La construcción registró una reducción de la licitación pública, mientras que los servicios mantuvieron un mejor comportamiento. Dentro de este último sector, el comercio y el turismo actuaron como algunos de los principales motores económicos.
El mercado laboral mostró una evolución positiva durante 2025. La creación de empleo permitió reducir el desempleo, mientras que la población activa aumentó un 2 %.
Las ocupaciones con mayor volumen de contratos fueron las de camareros asalariados, peones de las industrias manufactureras y personal de limpieza de oficinas, hoteles y otros establecimientos.

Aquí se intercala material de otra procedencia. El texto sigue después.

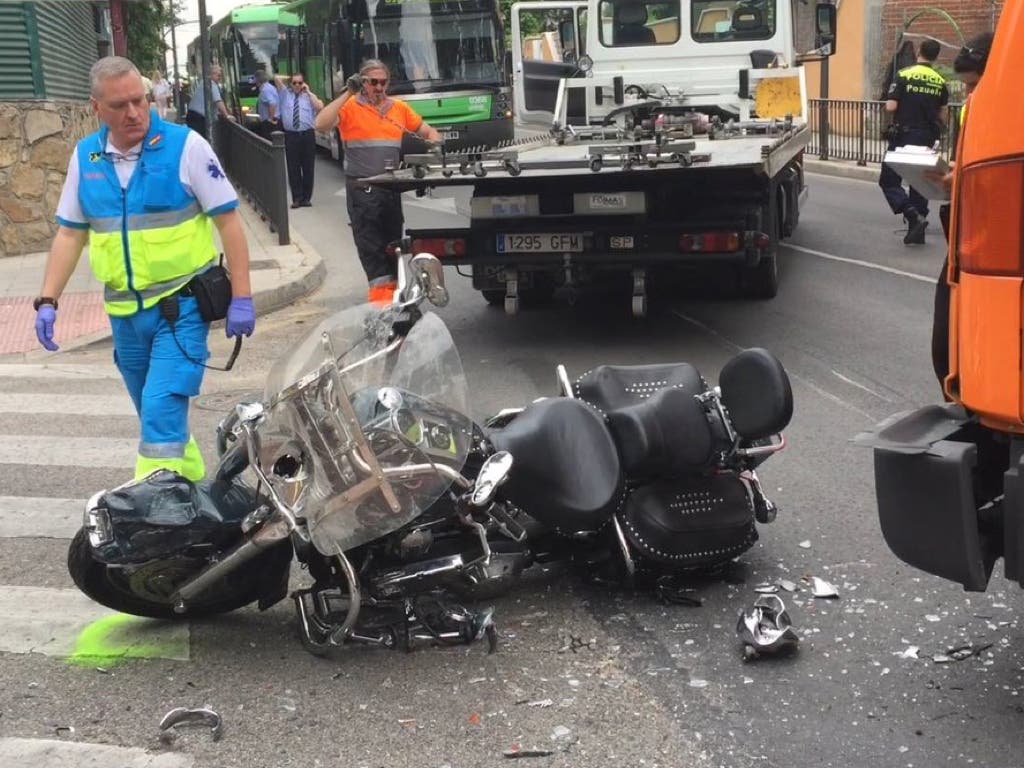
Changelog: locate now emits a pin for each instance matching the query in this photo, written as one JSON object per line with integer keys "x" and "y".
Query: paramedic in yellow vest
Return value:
{"x": 372, "y": 126}
{"x": 145, "y": 195}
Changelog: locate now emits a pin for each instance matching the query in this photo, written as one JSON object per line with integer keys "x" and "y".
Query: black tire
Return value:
{"x": 495, "y": 297}
{"x": 111, "y": 586}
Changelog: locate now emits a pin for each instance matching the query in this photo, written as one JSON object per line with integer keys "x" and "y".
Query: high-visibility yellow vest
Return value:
{"x": 150, "y": 240}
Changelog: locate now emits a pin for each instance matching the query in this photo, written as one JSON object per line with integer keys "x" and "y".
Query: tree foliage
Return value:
{"x": 145, "y": 22}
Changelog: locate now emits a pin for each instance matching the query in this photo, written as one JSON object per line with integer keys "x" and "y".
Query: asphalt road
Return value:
{"x": 652, "y": 685}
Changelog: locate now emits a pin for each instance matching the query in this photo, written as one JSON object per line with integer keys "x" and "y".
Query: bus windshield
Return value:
{"x": 258, "y": 44}
{"x": 434, "y": 52}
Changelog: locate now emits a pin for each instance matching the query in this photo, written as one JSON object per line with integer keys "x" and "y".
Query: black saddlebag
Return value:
{"x": 165, "y": 514}
{"x": 690, "y": 522}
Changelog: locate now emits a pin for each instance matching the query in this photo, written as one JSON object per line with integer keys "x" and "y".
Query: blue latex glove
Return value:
{"x": 241, "y": 317}
{"x": 45, "y": 318}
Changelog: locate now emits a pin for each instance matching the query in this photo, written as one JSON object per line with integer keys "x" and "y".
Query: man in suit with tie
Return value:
{"x": 298, "y": 110}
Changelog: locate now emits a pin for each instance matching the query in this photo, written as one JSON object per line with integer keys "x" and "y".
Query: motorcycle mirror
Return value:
{"x": 430, "y": 275}
{"x": 249, "y": 412}
{"x": 494, "y": 472}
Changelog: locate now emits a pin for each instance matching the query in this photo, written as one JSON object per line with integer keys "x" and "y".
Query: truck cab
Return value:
{"x": 641, "y": 48}
{"x": 949, "y": 478}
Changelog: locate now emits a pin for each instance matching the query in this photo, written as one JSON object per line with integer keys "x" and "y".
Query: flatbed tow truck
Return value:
{"x": 634, "y": 175}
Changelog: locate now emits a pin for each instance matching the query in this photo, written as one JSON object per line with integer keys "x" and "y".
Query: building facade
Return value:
{"x": 46, "y": 50}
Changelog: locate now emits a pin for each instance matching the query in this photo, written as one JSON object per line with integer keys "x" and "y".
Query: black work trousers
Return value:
{"x": 377, "y": 221}
{"x": 892, "y": 183}
{"x": 300, "y": 154}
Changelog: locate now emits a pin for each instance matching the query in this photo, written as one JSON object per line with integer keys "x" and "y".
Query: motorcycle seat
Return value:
{"x": 692, "y": 522}
{"x": 610, "y": 387}
{"x": 667, "y": 435}
{"x": 658, "y": 427}
{"x": 565, "y": 469}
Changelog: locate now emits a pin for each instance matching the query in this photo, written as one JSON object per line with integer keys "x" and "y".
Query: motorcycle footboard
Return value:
{"x": 927, "y": 485}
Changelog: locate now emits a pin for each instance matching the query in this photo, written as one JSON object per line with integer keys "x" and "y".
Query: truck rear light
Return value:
{"x": 709, "y": 242}
{"x": 990, "y": 238}
{"x": 440, "y": 247}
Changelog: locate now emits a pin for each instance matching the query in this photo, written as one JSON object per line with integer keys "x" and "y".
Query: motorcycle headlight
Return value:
{"x": 97, "y": 522}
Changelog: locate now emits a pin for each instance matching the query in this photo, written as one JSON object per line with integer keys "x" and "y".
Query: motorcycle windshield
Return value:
{"x": 365, "y": 428}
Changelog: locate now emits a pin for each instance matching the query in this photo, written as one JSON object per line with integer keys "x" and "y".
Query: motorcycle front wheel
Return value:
{"x": 145, "y": 590}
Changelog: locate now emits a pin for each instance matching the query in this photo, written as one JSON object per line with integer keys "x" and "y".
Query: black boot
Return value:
{"x": 915, "y": 226}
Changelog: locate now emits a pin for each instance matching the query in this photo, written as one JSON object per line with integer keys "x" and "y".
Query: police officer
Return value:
{"x": 145, "y": 195}
{"x": 372, "y": 126}
{"x": 969, "y": 66}
{"x": 918, "y": 98}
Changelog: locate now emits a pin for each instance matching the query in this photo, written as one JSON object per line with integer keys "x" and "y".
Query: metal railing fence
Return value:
{"x": 258, "y": 170}
{"x": 855, "y": 130}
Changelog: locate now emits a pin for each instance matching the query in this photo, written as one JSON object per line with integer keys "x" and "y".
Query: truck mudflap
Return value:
{"x": 943, "y": 489}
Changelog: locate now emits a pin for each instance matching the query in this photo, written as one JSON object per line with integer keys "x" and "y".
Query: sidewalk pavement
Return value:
{"x": 280, "y": 275}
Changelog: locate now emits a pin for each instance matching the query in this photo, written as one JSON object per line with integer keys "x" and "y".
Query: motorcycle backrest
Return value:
{"x": 757, "y": 394}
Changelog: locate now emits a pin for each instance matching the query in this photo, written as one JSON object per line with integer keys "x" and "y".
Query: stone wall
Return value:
{"x": 36, "y": 142}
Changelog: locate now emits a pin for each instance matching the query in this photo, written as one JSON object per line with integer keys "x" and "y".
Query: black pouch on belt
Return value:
{"x": 212, "y": 290}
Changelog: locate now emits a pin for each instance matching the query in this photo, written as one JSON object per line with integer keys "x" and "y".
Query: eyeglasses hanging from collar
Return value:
{"x": 128, "y": 157}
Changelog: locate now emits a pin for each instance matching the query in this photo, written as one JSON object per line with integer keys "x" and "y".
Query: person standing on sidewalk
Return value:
{"x": 145, "y": 195}
{"x": 299, "y": 108}
{"x": 267, "y": 105}
{"x": 918, "y": 101}
{"x": 196, "y": 117}
{"x": 969, "y": 66}
{"x": 372, "y": 126}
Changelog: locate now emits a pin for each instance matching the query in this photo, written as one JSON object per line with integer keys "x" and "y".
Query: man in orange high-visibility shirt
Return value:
{"x": 372, "y": 126}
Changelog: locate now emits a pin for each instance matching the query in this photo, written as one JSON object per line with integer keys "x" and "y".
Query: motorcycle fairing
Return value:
{"x": 566, "y": 471}
{"x": 690, "y": 522}
{"x": 165, "y": 514}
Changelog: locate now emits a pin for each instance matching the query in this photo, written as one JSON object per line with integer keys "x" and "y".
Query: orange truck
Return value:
{"x": 949, "y": 478}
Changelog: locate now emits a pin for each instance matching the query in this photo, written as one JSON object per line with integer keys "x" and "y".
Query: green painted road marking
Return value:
{"x": 65, "y": 623}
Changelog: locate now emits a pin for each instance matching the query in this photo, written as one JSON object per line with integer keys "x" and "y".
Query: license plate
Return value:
{"x": 541, "y": 243}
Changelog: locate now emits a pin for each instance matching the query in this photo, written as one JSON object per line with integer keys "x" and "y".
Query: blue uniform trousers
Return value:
{"x": 161, "y": 380}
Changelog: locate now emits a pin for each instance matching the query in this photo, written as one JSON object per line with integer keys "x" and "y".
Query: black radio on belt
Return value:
{"x": 212, "y": 290}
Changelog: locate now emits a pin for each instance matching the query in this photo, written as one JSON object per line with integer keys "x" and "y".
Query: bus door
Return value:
{"x": 548, "y": 39}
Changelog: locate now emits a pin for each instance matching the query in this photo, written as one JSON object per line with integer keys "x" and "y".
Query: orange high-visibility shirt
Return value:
{"x": 372, "y": 136}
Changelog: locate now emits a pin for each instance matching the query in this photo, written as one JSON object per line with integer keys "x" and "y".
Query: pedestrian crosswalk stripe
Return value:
{"x": 76, "y": 404}
{"x": 65, "y": 623}
{"x": 95, "y": 453}
{"x": 67, "y": 372}
{"x": 23, "y": 516}
{"x": 33, "y": 753}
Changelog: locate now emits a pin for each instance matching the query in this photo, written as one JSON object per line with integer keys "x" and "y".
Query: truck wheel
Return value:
{"x": 760, "y": 282}
{"x": 494, "y": 296}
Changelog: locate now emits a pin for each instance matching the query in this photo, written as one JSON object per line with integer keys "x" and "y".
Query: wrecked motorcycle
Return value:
{"x": 360, "y": 462}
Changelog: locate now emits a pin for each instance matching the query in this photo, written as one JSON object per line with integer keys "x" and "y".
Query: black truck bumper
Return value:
{"x": 950, "y": 501}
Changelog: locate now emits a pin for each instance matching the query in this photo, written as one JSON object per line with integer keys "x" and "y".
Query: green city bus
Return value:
{"x": 446, "y": 59}
{"x": 248, "y": 39}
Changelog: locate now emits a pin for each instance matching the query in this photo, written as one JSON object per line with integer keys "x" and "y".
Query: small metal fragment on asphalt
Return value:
{"x": 517, "y": 752}
{"x": 201, "y": 716}
{"x": 766, "y": 628}
{"x": 823, "y": 589}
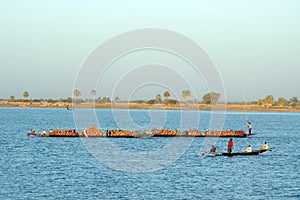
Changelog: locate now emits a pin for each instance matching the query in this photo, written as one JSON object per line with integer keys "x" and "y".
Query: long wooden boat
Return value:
{"x": 95, "y": 132}
{"x": 254, "y": 152}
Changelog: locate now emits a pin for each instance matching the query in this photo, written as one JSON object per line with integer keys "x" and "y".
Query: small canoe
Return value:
{"x": 254, "y": 152}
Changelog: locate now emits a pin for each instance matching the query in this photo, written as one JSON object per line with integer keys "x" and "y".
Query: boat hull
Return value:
{"x": 255, "y": 152}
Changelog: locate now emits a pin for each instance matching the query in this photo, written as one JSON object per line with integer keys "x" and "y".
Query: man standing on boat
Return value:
{"x": 249, "y": 127}
{"x": 230, "y": 145}
{"x": 249, "y": 149}
{"x": 265, "y": 146}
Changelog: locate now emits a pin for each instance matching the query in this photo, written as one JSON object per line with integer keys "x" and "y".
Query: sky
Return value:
{"x": 254, "y": 46}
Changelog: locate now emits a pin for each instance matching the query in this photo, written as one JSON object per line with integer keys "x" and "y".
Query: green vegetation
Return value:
{"x": 211, "y": 98}
{"x": 26, "y": 95}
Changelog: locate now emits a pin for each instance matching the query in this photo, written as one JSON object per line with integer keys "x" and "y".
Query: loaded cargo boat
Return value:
{"x": 254, "y": 152}
{"x": 95, "y": 132}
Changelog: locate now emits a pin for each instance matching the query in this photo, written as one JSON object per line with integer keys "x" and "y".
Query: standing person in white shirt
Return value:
{"x": 249, "y": 149}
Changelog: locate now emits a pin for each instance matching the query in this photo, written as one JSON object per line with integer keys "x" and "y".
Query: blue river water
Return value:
{"x": 63, "y": 168}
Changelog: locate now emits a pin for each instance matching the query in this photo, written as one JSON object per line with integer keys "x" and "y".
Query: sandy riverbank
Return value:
{"x": 237, "y": 107}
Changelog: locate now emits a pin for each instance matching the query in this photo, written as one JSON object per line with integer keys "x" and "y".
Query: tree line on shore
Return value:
{"x": 208, "y": 98}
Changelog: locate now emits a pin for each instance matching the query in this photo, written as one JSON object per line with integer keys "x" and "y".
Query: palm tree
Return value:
{"x": 186, "y": 94}
{"x": 167, "y": 95}
{"x": 26, "y": 95}
{"x": 12, "y": 98}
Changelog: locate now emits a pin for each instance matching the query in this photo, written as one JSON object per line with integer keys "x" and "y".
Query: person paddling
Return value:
{"x": 249, "y": 127}
{"x": 249, "y": 149}
{"x": 230, "y": 145}
{"x": 265, "y": 146}
{"x": 213, "y": 149}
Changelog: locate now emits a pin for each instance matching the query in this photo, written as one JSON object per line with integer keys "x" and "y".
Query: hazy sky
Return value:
{"x": 255, "y": 44}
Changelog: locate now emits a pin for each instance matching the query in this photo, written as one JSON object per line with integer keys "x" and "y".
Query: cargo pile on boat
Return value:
{"x": 239, "y": 133}
{"x": 62, "y": 133}
{"x": 95, "y": 132}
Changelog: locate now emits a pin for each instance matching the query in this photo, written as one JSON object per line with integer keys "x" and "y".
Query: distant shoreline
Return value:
{"x": 144, "y": 106}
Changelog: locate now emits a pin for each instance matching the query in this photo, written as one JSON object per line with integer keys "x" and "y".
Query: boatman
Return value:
{"x": 249, "y": 127}
{"x": 230, "y": 145}
{"x": 249, "y": 149}
{"x": 265, "y": 146}
{"x": 213, "y": 149}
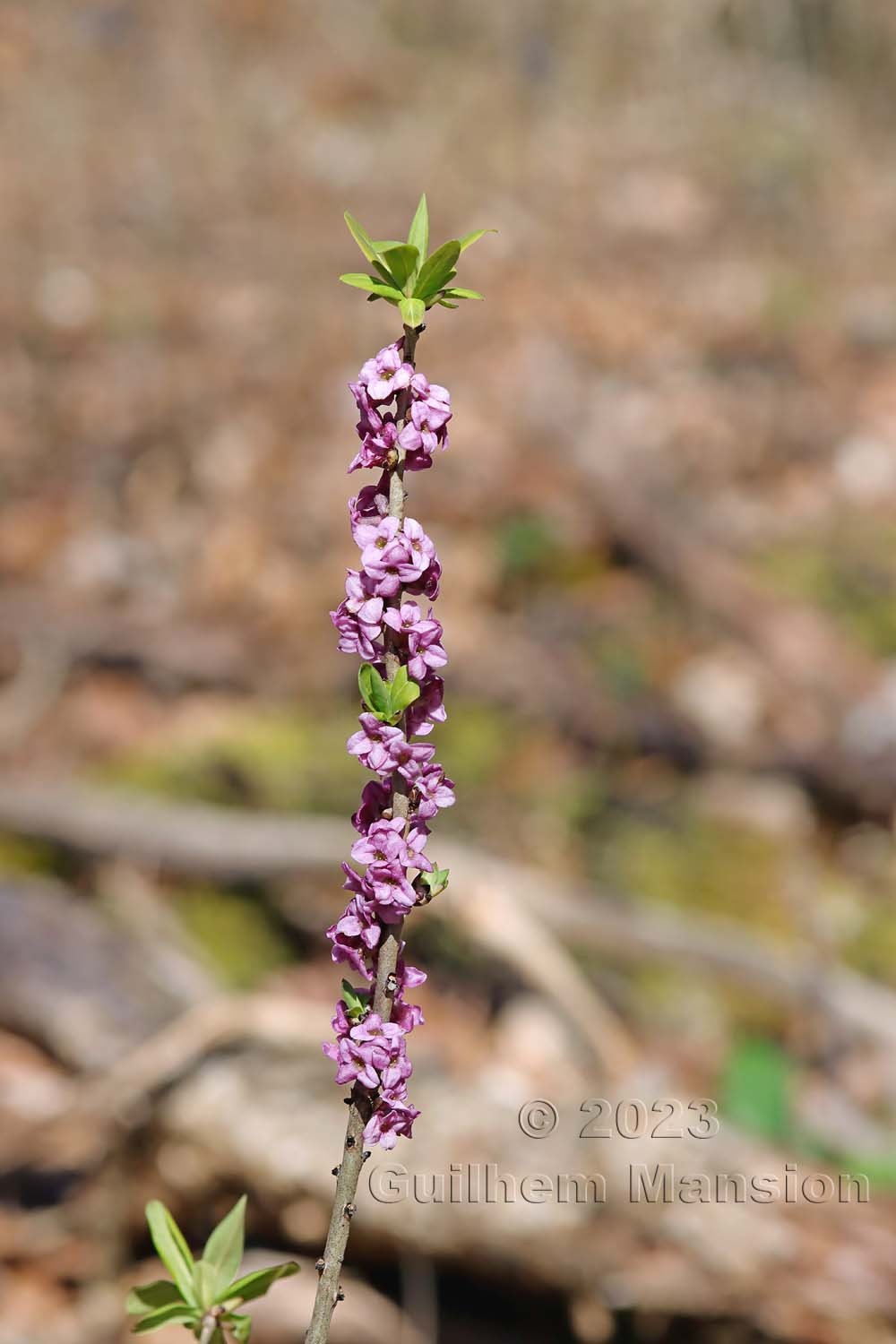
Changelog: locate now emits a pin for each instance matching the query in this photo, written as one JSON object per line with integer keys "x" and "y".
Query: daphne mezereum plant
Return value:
{"x": 203, "y": 1295}
{"x": 403, "y": 419}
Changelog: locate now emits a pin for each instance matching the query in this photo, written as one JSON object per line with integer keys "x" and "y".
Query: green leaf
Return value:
{"x": 362, "y": 237}
{"x": 374, "y": 287}
{"x": 241, "y": 1327}
{"x": 374, "y": 691}
{"x": 171, "y": 1247}
{"x": 756, "y": 1088}
{"x": 402, "y": 263}
{"x": 150, "y": 1297}
{"x": 355, "y": 1000}
{"x": 474, "y": 237}
{"x": 413, "y": 312}
{"x": 419, "y": 230}
{"x": 174, "y": 1314}
{"x": 435, "y": 271}
{"x": 223, "y": 1250}
{"x": 206, "y": 1282}
{"x": 255, "y": 1285}
{"x": 402, "y": 693}
{"x": 435, "y": 881}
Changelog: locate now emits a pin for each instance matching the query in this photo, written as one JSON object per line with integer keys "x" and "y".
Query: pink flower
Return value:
{"x": 392, "y": 1117}
{"x": 424, "y": 639}
{"x": 386, "y": 374}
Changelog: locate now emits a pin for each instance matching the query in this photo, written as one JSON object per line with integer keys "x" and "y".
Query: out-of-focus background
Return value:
{"x": 668, "y": 524}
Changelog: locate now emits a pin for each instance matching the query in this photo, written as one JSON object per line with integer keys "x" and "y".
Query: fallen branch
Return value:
{"x": 230, "y": 844}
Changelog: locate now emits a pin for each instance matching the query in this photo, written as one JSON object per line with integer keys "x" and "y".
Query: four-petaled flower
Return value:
{"x": 402, "y": 418}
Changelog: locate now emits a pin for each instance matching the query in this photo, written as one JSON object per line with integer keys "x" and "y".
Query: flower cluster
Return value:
{"x": 403, "y": 419}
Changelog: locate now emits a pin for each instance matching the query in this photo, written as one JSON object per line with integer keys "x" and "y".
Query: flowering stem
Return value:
{"x": 360, "y": 1102}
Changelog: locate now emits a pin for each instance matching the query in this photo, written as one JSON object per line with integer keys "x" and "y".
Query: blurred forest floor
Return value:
{"x": 667, "y": 519}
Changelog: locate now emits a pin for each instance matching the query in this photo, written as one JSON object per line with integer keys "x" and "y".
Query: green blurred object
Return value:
{"x": 755, "y": 1089}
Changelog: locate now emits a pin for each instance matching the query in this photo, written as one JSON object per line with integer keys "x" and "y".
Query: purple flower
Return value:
{"x": 432, "y": 788}
{"x": 375, "y": 798}
{"x": 426, "y": 427}
{"x": 384, "y": 843}
{"x": 375, "y": 448}
{"x": 392, "y": 553}
{"x": 358, "y": 618}
{"x": 375, "y": 745}
{"x": 371, "y": 419}
{"x": 397, "y": 558}
{"x": 410, "y": 757}
{"x": 429, "y": 583}
{"x": 427, "y": 709}
{"x": 355, "y": 935}
{"x": 371, "y": 502}
{"x": 386, "y": 374}
{"x": 392, "y": 1116}
{"x": 422, "y": 637}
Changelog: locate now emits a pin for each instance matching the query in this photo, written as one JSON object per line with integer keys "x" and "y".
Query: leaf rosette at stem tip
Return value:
{"x": 387, "y": 701}
{"x": 206, "y": 1293}
{"x": 408, "y": 276}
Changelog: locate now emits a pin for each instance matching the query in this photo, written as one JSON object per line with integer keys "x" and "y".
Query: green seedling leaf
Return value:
{"x": 150, "y": 1297}
{"x": 756, "y": 1089}
{"x": 206, "y": 1284}
{"x": 357, "y": 1004}
{"x": 374, "y": 287}
{"x": 419, "y": 230}
{"x": 435, "y": 273}
{"x": 223, "y": 1250}
{"x": 435, "y": 881}
{"x": 172, "y": 1249}
{"x": 255, "y": 1285}
{"x": 474, "y": 237}
{"x": 374, "y": 691}
{"x": 175, "y": 1314}
{"x": 362, "y": 237}
{"x": 402, "y": 693}
{"x": 241, "y": 1327}
{"x": 413, "y": 312}
{"x": 401, "y": 263}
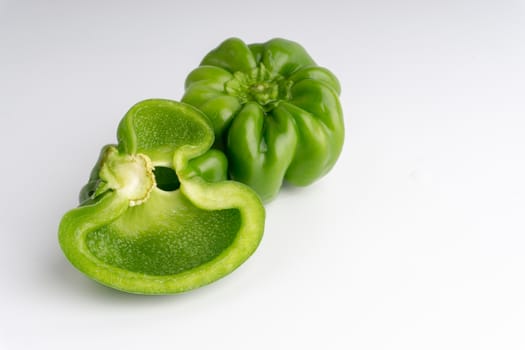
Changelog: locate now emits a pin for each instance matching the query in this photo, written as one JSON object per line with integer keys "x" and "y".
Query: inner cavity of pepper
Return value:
{"x": 166, "y": 178}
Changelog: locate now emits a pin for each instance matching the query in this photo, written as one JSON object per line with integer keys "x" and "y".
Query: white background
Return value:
{"x": 415, "y": 240}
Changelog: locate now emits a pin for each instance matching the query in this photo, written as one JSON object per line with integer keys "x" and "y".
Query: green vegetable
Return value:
{"x": 157, "y": 215}
{"x": 274, "y": 112}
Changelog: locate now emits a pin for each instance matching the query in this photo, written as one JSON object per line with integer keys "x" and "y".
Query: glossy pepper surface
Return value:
{"x": 274, "y": 111}
{"x": 157, "y": 216}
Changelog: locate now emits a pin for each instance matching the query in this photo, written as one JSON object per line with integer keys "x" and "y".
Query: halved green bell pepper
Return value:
{"x": 157, "y": 216}
{"x": 275, "y": 113}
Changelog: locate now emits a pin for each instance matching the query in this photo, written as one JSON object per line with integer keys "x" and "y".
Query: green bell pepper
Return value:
{"x": 275, "y": 113}
{"x": 157, "y": 216}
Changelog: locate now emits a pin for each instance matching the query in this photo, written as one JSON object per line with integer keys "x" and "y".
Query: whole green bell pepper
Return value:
{"x": 157, "y": 216}
{"x": 274, "y": 112}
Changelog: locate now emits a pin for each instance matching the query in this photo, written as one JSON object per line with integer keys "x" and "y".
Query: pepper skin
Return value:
{"x": 275, "y": 113}
{"x": 157, "y": 216}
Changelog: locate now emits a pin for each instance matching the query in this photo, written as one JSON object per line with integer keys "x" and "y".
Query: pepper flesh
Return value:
{"x": 131, "y": 235}
{"x": 275, "y": 113}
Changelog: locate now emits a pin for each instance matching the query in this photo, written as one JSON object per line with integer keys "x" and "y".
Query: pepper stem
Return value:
{"x": 131, "y": 176}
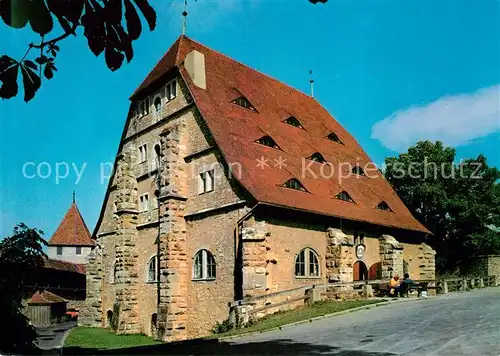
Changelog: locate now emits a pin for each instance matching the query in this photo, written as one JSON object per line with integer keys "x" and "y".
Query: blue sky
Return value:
{"x": 391, "y": 72}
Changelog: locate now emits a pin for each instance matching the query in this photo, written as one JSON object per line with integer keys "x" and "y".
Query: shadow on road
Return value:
{"x": 214, "y": 347}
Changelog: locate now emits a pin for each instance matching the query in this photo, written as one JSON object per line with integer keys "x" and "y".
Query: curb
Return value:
{"x": 316, "y": 318}
{"x": 303, "y": 321}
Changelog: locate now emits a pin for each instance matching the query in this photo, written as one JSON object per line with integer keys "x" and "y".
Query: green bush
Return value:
{"x": 222, "y": 327}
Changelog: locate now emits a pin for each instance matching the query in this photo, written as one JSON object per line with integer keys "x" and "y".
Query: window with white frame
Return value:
{"x": 204, "y": 265}
{"x": 153, "y": 269}
{"x": 157, "y": 104}
{"x": 144, "y": 203}
{"x": 143, "y": 153}
{"x": 112, "y": 274}
{"x": 206, "y": 182}
{"x": 307, "y": 263}
{"x": 155, "y": 163}
{"x": 171, "y": 90}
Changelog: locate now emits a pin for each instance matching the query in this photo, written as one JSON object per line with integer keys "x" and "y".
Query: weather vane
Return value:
{"x": 184, "y": 20}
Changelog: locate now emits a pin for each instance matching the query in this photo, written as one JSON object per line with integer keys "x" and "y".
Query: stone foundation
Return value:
{"x": 427, "y": 262}
{"x": 391, "y": 256}
{"x": 255, "y": 258}
{"x": 90, "y": 314}
{"x": 174, "y": 272}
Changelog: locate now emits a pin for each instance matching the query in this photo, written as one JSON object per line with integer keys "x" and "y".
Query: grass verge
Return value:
{"x": 300, "y": 314}
{"x": 97, "y": 338}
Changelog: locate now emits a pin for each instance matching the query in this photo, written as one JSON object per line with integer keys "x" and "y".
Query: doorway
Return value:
{"x": 360, "y": 272}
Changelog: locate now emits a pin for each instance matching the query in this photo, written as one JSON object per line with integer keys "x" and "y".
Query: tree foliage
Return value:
{"x": 458, "y": 202}
{"x": 21, "y": 259}
{"x": 110, "y": 26}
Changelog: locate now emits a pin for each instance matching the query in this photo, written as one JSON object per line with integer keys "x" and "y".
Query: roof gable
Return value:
{"x": 72, "y": 230}
{"x": 235, "y": 131}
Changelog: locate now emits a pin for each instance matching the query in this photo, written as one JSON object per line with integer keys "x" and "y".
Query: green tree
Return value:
{"x": 21, "y": 259}
{"x": 459, "y": 203}
{"x": 110, "y": 26}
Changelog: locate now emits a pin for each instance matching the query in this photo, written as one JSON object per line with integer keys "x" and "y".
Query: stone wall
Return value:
{"x": 91, "y": 312}
{"x": 254, "y": 258}
{"x": 126, "y": 309}
{"x": 173, "y": 257}
{"x": 339, "y": 256}
{"x": 482, "y": 266}
{"x": 391, "y": 256}
{"x": 427, "y": 262}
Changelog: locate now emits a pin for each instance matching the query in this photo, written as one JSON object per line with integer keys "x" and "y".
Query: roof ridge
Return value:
{"x": 251, "y": 68}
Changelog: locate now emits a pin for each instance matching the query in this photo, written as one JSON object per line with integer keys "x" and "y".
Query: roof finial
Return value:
{"x": 311, "y": 81}
{"x": 184, "y": 14}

Estas actividades concentraron más de una cuarta parte de la contratación.
La memoria también advierte de que el crecimiento demográfico valenciano continúa apoyándose en la llegada de población inmigrante. En cambio, el saldo vegetativo sigue siendo negativo debido al envejecimiento y a la baja natalidad.
El encarecimiento de la vivienda aparece como otro de los grandes desafíos sociales. El informe analiza igualmente el crecimiento de la Formación Profesional y de la educación de personas adultas.
En el ámbito sanitario, el CES CV destaca el aumento de los recursos destinados a la salud mental. Al mismo tiempo, mantiene la violencia de género entre los principales problemas sociales que afronta la Comunitat Valenciana.
La memoria busca identificar tendencias y facilitar la evaluación de las políticas públicas. También pretende aportar propuestas consensuadas para responder a los retos económicos, laborales y sociales del territorio valenciano.